A tatuagem de pássaro, de Dunya Mikhail

Publicado pela editora Tabla, “A tatuagem de pássaro”, da escritora iraniana Dunya Mikhail, retrata a violência contra o povo iázidi.

O que faz com que um genocídio ganhe mais ou menos atenção da comunidade internacional? Por que algumas tragédias provocam mais comoção que outras? É com essa última pergunta que Paula Carvalho finaliza o texto de orelha de “A tatuagem de Pássaro”, da escritora iraquiana Dunya Mikhail, publicado no Brasil pela Editora Tabla.

A pergunta é certeira, e escancara os processos de hierarquização da vida que, com base em chaves de leitura coloniais do mundo, tornam algumas vidas mais dignas que outras. A filósofa e feminista Judith Butler faz esse debate pensando nos processos que fazem com que algumas vidas sejam mais dignas de serem choradas do que outras. Quando morre uma vida, quem chora por ela? Quais vidas são passíveis de luto?

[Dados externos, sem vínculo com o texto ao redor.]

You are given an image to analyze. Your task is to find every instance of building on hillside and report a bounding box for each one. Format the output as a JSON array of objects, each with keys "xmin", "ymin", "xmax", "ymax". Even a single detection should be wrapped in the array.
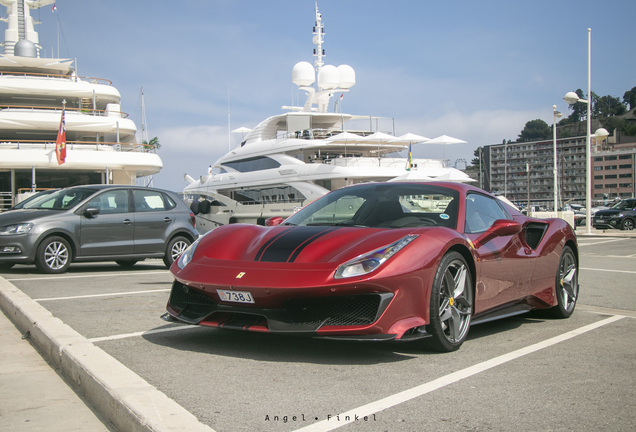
[{"xmin": 483, "ymin": 133, "xmax": 636, "ymax": 209}]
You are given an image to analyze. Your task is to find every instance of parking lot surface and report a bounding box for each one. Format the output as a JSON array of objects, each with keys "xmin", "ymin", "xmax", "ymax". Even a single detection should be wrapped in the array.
[{"xmin": 0, "ymin": 237, "xmax": 636, "ymax": 432}]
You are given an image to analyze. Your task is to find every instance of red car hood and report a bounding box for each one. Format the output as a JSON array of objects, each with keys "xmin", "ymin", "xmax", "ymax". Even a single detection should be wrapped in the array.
[{"xmin": 194, "ymin": 224, "xmax": 438, "ymax": 264}]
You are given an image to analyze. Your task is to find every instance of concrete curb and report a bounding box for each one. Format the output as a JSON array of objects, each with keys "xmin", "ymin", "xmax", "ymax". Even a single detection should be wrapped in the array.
[{"xmin": 0, "ymin": 277, "xmax": 214, "ymax": 432}]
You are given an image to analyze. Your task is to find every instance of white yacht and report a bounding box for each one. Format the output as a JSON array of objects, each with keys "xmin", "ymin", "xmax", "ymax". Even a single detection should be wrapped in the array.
[
  {"xmin": 183, "ymin": 7, "xmax": 472, "ymax": 233},
  {"xmin": 0, "ymin": 0, "xmax": 163, "ymax": 211}
]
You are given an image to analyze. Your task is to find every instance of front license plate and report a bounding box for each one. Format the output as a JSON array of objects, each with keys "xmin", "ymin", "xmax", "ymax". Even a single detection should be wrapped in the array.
[{"xmin": 216, "ymin": 290, "xmax": 254, "ymax": 303}]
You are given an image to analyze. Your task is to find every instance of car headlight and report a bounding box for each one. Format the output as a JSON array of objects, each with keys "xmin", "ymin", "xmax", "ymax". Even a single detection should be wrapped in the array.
[
  {"xmin": 177, "ymin": 236, "xmax": 203, "ymax": 269},
  {"xmin": 335, "ymin": 234, "xmax": 418, "ymax": 279},
  {"xmin": 0, "ymin": 222, "xmax": 33, "ymax": 235}
]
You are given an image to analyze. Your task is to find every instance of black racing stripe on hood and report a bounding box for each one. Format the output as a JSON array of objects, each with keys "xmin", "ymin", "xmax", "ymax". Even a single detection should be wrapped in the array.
[
  {"xmin": 255, "ymin": 227, "xmax": 339, "ymax": 262},
  {"xmin": 254, "ymin": 227, "xmax": 296, "ymax": 261}
]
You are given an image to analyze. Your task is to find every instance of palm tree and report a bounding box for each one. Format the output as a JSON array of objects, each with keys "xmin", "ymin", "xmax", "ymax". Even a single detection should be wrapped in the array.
[{"xmin": 141, "ymin": 137, "xmax": 161, "ymax": 151}]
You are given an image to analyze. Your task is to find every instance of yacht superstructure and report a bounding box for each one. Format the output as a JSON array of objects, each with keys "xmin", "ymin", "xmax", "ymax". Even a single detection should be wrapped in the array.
[
  {"xmin": 0, "ymin": 0, "xmax": 163, "ymax": 211},
  {"xmin": 184, "ymin": 7, "xmax": 471, "ymax": 232}
]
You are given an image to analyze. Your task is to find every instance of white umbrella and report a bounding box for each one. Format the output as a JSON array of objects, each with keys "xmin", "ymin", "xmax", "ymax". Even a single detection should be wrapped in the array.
[
  {"xmin": 325, "ymin": 132, "xmax": 360, "ymax": 157},
  {"xmin": 389, "ymin": 132, "xmax": 430, "ymax": 144},
  {"xmin": 388, "ymin": 171, "xmax": 436, "ymax": 182},
  {"xmin": 426, "ymin": 135, "xmax": 466, "ymax": 160},
  {"xmin": 325, "ymin": 132, "xmax": 360, "ymax": 143},
  {"xmin": 389, "ymin": 132, "xmax": 430, "ymax": 171},
  {"xmin": 357, "ymin": 132, "xmax": 395, "ymax": 143}
]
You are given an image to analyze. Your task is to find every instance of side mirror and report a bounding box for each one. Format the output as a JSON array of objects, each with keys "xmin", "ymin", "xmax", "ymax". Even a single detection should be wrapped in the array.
[
  {"xmin": 84, "ymin": 207, "xmax": 100, "ymax": 219},
  {"xmin": 265, "ymin": 216, "xmax": 284, "ymax": 226},
  {"xmin": 474, "ymin": 219, "xmax": 521, "ymax": 249}
]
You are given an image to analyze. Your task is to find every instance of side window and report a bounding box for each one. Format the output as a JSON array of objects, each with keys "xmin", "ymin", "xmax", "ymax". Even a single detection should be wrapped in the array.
[
  {"xmin": 465, "ymin": 193, "xmax": 510, "ymax": 233},
  {"xmin": 88, "ymin": 190, "xmax": 128, "ymax": 214},
  {"xmin": 133, "ymin": 189, "xmax": 171, "ymax": 212}
]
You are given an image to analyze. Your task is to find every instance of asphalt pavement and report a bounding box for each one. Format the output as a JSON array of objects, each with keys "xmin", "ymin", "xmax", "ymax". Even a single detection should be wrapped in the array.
[{"xmin": 0, "ymin": 227, "xmax": 636, "ymax": 432}]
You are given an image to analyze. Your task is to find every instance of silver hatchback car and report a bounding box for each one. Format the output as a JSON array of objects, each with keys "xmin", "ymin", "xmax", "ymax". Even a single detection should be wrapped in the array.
[{"xmin": 0, "ymin": 185, "xmax": 199, "ymax": 273}]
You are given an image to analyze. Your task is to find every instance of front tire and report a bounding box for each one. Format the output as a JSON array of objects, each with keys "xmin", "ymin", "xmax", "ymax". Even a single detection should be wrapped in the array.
[
  {"xmin": 163, "ymin": 236, "xmax": 192, "ymax": 268},
  {"xmin": 35, "ymin": 236, "xmax": 72, "ymax": 274},
  {"xmin": 549, "ymin": 246, "xmax": 579, "ymax": 318},
  {"xmin": 423, "ymin": 252, "xmax": 473, "ymax": 352},
  {"xmin": 621, "ymin": 218, "xmax": 634, "ymax": 231}
]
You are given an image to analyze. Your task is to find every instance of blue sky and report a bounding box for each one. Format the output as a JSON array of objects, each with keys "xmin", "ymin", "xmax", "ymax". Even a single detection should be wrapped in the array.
[{"xmin": 16, "ymin": 0, "xmax": 636, "ymax": 191}]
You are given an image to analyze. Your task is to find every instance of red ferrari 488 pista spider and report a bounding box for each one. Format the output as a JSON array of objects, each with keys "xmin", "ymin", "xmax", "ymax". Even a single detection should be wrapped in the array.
[{"xmin": 166, "ymin": 182, "xmax": 578, "ymax": 351}]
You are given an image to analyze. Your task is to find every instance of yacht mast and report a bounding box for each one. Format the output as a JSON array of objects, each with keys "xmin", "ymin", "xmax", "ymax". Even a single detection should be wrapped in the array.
[{"xmin": 313, "ymin": 3, "xmax": 325, "ymax": 72}]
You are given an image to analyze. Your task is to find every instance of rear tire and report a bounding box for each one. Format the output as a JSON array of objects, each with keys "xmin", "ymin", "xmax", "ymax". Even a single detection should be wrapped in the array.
[
  {"xmin": 163, "ymin": 236, "xmax": 192, "ymax": 268},
  {"xmin": 422, "ymin": 252, "xmax": 473, "ymax": 352},
  {"xmin": 548, "ymin": 246, "xmax": 579, "ymax": 318},
  {"xmin": 35, "ymin": 236, "xmax": 73, "ymax": 274}
]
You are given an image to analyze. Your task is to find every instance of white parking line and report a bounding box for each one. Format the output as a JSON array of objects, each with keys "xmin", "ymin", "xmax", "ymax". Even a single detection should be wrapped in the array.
[
  {"xmin": 295, "ymin": 315, "xmax": 625, "ymax": 432},
  {"xmin": 33, "ymin": 288, "xmax": 170, "ymax": 302},
  {"xmin": 579, "ymin": 238, "xmax": 629, "ymax": 247},
  {"xmin": 5, "ymin": 270, "xmax": 170, "ymax": 282},
  {"xmin": 89, "ymin": 324, "xmax": 202, "ymax": 343},
  {"xmin": 579, "ymin": 267, "xmax": 636, "ymax": 274}
]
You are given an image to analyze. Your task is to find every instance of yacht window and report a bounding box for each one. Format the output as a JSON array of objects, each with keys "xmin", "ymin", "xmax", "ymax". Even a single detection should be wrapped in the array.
[{"xmin": 223, "ymin": 157, "xmax": 280, "ymax": 172}]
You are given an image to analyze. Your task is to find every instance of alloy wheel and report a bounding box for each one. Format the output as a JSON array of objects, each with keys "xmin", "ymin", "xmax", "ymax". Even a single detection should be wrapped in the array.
[{"xmin": 439, "ymin": 260, "xmax": 472, "ymax": 343}]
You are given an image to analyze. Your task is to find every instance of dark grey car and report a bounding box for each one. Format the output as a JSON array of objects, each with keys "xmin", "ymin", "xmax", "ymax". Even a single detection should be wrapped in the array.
[{"xmin": 0, "ymin": 185, "xmax": 199, "ymax": 273}]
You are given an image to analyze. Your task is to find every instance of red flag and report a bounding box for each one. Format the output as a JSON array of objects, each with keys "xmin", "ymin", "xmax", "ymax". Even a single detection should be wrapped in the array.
[{"xmin": 55, "ymin": 107, "xmax": 66, "ymax": 165}]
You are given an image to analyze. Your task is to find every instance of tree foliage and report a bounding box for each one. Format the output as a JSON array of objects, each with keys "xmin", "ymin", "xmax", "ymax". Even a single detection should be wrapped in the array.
[
  {"xmin": 592, "ymin": 92, "xmax": 627, "ymax": 118},
  {"xmin": 141, "ymin": 137, "xmax": 161, "ymax": 154},
  {"xmin": 517, "ymin": 119, "xmax": 552, "ymax": 142},
  {"xmin": 623, "ymin": 87, "xmax": 636, "ymax": 110},
  {"xmin": 470, "ymin": 147, "xmax": 484, "ymax": 167}
]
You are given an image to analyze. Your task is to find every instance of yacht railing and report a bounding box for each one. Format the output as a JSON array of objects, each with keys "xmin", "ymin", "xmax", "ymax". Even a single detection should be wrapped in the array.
[
  {"xmin": 0, "ymin": 71, "xmax": 113, "ymax": 86},
  {"xmin": 0, "ymin": 140, "xmax": 157, "ymax": 153},
  {"xmin": 0, "ymin": 105, "xmax": 128, "ymax": 118}
]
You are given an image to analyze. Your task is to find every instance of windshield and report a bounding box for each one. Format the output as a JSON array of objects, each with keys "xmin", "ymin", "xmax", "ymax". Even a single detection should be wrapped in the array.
[
  {"xmin": 611, "ymin": 200, "xmax": 636, "ymax": 210},
  {"xmin": 285, "ymin": 183, "xmax": 459, "ymax": 229},
  {"xmin": 25, "ymin": 188, "xmax": 97, "ymax": 210}
]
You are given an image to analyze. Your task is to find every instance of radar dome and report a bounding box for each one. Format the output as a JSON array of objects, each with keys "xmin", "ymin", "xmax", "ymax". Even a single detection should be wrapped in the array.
[
  {"xmin": 13, "ymin": 39, "xmax": 37, "ymax": 58},
  {"xmin": 292, "ymin": 62, "xmax": 316, "ymax": 87},
  {"xmin": 338, "ymin": 65, "xmax": 356, "ymax": 89},
  {"xmin": 318, "ymin": 65, "xmax": 340, "ymax": 90}
]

Essas reflexões estão presentes no livro “Quadros de Guerra”, no qual Butler tenta compreender como são construídos esses enquadramentos que fazem com que que algumas vidas sejam inteligíveis enquanto vidas e outras não. Para a autora, há uma distribuição desigual da condição de precariedade da existência: aquilo que deveria unir todas as vidas, que é a irremediável constatação de que elas findarão, é distribuído diferencialmente entre grupos e sujeitos específicos, com base em atravessamentos políticos, sociais e econômicos, de forma a operar exatamente o oposto, tornando algumas vidas mais precárias do que outras. A partir daí, torna-se impossível reconhecer essas vidas como vidas, já que a elas foi negada, ou reduzida, a condição de serem reconhecidas enquanto tal.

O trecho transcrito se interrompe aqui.